Lincoln24 · 04/12/2024 10:57

Life is going to be tough for you if you have a partner working long hours and you are also working FT. Where I know couples where the man works silly hours it's usually because the job is well paid enough to enable his wife to work part time or be a SAHM (not a set up I'd have wanted but just my experience).

I was a lone parent and I tried working full time but ultimately went down to 4 days for the sake of my sanity, then I'd book my child into nursery on my non-working day every couple of months to give myself a day off. It was still hard going.

SnapdragonToadflax · 04/12/2024 11:08

You cannot WFH with a toddler. Take it from those of us who had to do it during Covid. You will be shit at everything and slowly lose your mind. Tbh I'm not sure I've ever really recovered.

Nursery is expensive but great - they cater for working parents. Ours was open 7.30am-6.30pm. It gets much, much harder when they're at school - our afterschool club is fully booked with waiting lists. We managed to get a childminder but I know a lot of women at the school who work fewer hours than they'd like because of the lack of childcare.

If your husband can't work more flexibly - and I would question why this is when you have to - then you'll have to either pay for childcare or reduce your hours. Personally we are very fortunate to both WFH most of the time, with one or two days in the office a week. So we try as far as possible to be in the office on different days, and the one at home flexes their hours to be able to do drop off and pick up. We have backup from one grandparent if desperate. Working for forward-thinking companies with flexible working and understanding managers is key.

Butterfly123456 · 04/12/2024 11:25

It depends on the type of job that you have. Working full-time from home with a toddler is close to impossible though. You would be tearing your hairs out of frustration and it could negatively impact your relationships/marriage or make you resentful towards you child. If you have an easy, low-demanding job, the only thing I could suggest in order to maybe save some money on nursery fees, would be to put him in the nursery morning till after lunch, and then put him down for a 2-h nap straight after coming home. But this requires a lot of discipline and he might not nap everyday, so this again might make you frustrated. Also, lots of posters here are upset that their toddlers get so ill often at nursery, so I'd suggest a childminder/family member for very young toddlers if you have that option... Good luck!

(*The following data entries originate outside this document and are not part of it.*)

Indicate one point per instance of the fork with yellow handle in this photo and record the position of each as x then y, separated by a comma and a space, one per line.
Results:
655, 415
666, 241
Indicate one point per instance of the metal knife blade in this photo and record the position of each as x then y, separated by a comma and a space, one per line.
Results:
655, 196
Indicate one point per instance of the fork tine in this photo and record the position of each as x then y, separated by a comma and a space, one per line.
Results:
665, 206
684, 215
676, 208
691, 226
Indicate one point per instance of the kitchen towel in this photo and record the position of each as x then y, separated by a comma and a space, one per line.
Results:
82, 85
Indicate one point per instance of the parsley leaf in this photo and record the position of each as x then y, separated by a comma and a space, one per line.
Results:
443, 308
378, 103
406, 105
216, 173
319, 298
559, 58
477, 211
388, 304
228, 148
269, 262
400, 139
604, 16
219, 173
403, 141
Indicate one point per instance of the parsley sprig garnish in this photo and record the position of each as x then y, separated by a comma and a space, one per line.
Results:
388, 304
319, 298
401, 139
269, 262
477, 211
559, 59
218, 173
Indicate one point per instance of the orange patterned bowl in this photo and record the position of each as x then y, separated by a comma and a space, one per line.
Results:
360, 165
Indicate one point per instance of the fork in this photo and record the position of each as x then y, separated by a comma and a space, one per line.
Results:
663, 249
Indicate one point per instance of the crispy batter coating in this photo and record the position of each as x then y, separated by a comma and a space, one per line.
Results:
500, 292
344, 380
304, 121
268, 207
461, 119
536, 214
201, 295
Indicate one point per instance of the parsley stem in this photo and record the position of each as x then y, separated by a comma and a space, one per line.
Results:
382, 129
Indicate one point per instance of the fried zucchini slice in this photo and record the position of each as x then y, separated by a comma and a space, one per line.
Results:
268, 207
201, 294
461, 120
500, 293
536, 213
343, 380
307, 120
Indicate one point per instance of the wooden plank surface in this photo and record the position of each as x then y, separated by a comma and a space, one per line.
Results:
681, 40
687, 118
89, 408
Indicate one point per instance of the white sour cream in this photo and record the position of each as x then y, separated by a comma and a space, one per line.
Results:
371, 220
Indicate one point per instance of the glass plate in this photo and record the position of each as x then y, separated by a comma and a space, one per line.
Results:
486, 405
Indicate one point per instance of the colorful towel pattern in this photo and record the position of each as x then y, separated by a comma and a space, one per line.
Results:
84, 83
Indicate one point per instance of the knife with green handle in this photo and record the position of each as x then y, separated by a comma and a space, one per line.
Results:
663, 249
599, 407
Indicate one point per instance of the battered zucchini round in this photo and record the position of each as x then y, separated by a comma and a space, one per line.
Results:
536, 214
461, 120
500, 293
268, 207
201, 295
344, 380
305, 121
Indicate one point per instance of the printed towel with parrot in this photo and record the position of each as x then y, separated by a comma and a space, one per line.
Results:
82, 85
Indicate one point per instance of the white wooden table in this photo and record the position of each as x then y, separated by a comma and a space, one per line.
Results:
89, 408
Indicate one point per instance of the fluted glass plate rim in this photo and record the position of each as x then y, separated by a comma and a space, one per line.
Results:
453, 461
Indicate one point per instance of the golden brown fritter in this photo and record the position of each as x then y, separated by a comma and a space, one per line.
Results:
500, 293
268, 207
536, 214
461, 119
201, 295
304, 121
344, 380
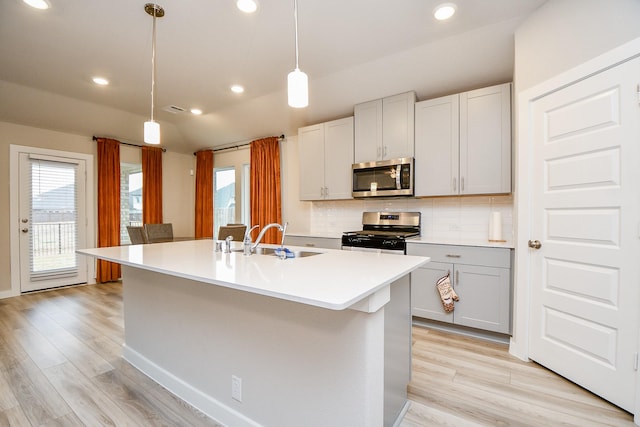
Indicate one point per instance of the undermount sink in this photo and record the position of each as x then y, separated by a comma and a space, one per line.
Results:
297, 254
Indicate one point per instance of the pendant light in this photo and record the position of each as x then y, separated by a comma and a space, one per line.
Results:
151, 127
298, 83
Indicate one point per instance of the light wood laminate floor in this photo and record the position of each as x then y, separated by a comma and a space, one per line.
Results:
61, 365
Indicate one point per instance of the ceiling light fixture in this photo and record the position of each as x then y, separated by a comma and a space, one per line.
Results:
298, 83
151, 127
100, 81
38, 4
247, 6
444, 11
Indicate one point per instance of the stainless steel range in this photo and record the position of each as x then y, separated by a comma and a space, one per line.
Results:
383, 232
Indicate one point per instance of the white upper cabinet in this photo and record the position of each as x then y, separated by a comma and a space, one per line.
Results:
325, 153
368, 131
485, 140
384, 128
463, 143
437, 146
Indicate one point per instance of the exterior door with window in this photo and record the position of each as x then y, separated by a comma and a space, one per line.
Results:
52, 221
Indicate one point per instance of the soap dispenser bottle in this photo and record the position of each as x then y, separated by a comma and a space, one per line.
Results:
247, 240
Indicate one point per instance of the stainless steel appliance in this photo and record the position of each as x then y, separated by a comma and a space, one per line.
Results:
383, 178
383, 232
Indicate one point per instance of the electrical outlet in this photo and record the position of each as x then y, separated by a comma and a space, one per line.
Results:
236, 388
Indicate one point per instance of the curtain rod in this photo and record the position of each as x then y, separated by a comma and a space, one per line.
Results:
281, 137
164, 150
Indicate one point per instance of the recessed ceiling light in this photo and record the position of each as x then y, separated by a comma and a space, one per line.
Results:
247, 6
100, 81
38, 4
444, 11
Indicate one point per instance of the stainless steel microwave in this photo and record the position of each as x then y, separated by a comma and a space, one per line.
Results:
383, 178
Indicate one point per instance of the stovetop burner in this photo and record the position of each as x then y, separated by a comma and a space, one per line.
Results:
384, 230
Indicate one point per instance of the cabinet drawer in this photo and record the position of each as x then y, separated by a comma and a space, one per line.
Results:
470, 255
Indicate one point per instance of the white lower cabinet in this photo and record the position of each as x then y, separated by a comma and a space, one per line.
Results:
481, 276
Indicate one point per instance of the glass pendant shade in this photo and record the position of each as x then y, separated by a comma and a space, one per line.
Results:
298, 88
152, 132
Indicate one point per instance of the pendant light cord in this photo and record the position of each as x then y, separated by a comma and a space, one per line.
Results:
295, 15
153, 62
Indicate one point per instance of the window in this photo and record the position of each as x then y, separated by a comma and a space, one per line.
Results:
224, 197
53, 218
130, 198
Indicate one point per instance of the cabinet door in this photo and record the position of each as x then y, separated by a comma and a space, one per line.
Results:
398, 126
485, 297
311, 161
425, 299
368, 131
338, 158
436, 146
485, 140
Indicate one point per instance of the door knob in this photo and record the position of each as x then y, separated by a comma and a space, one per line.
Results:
535, 244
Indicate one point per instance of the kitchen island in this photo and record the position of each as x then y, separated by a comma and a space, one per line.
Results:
256, 340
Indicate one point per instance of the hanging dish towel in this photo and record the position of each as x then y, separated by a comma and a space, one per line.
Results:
447, 294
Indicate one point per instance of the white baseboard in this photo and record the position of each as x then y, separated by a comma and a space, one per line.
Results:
208, 405
8, 294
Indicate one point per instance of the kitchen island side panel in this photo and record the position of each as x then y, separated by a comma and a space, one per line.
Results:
299, 364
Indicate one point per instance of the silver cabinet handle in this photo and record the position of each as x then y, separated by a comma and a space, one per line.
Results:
535, 244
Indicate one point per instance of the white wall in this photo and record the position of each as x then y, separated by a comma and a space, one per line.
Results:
564, 33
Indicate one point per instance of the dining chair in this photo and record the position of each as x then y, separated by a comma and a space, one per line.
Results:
137, 235
235, 230
157, 233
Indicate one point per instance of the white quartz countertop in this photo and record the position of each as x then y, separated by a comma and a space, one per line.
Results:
334, 279
462, 242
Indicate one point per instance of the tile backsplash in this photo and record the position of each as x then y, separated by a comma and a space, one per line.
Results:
442, 218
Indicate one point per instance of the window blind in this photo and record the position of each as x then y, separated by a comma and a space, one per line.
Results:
53, 218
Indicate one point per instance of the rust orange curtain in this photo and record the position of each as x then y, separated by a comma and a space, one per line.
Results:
152, 185
266, 199
204, 194
108, 205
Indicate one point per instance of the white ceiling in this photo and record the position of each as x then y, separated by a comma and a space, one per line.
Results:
352, 51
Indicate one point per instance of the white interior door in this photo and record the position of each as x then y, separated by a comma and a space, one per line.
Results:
585, 276
52, 221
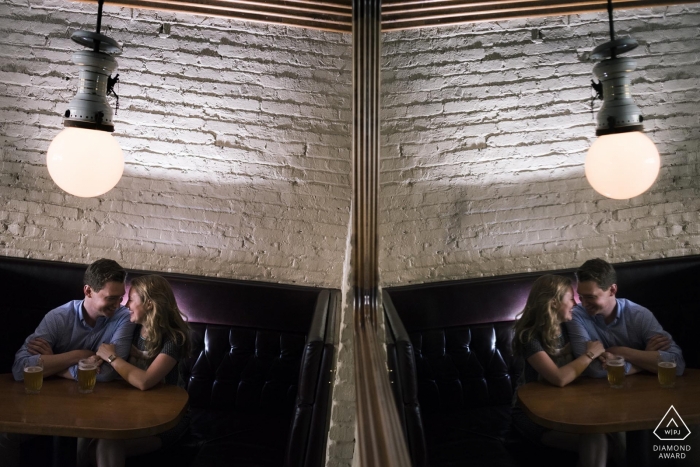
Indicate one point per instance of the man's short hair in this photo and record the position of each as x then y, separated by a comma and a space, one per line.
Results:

Karmacode · 04/12/2024 13:59

Stillgardening9 · 04/12/2024 10:32

I know you are all right re working from home. My partner works long hours and unfortunately I am the village so it will fall to me

How are you the village on your own if you have a husband? Your child has two parents and the juggle of childcare and working hours shouldn't fall solely to you. Your husband has equal responsibility and he needs to ensure he's providing support and being flexible, I fail to believe in this day and age, jobs don't allow this. There seems to be no end of posts about men who work long hours and whose life carries on as normal and aren't available to help yet women seem to be able to fit their hours around childcare and expected to do everything.

In answer to your question, me and my husband both work full time. The nursery is at my husbands work which helps. We do simple meals, batch cook, slow cook, pre chopped and frozen veg etc. One will put the toddler to bed while the other spends half an hour on housework or on days when we work from home, we can fit stuff in before and after our work and during lunch.

Karmacode · 04/12/2024 14:02

And there's absolutely no way I could work at home with a toddler. Toddlers need attention, stimulation, exercise and fresh air and I just couldn't do this stuck to a laptop. Its harmful to both toddler, parent and your work. Also it's a scakable offence in most organisations anyway.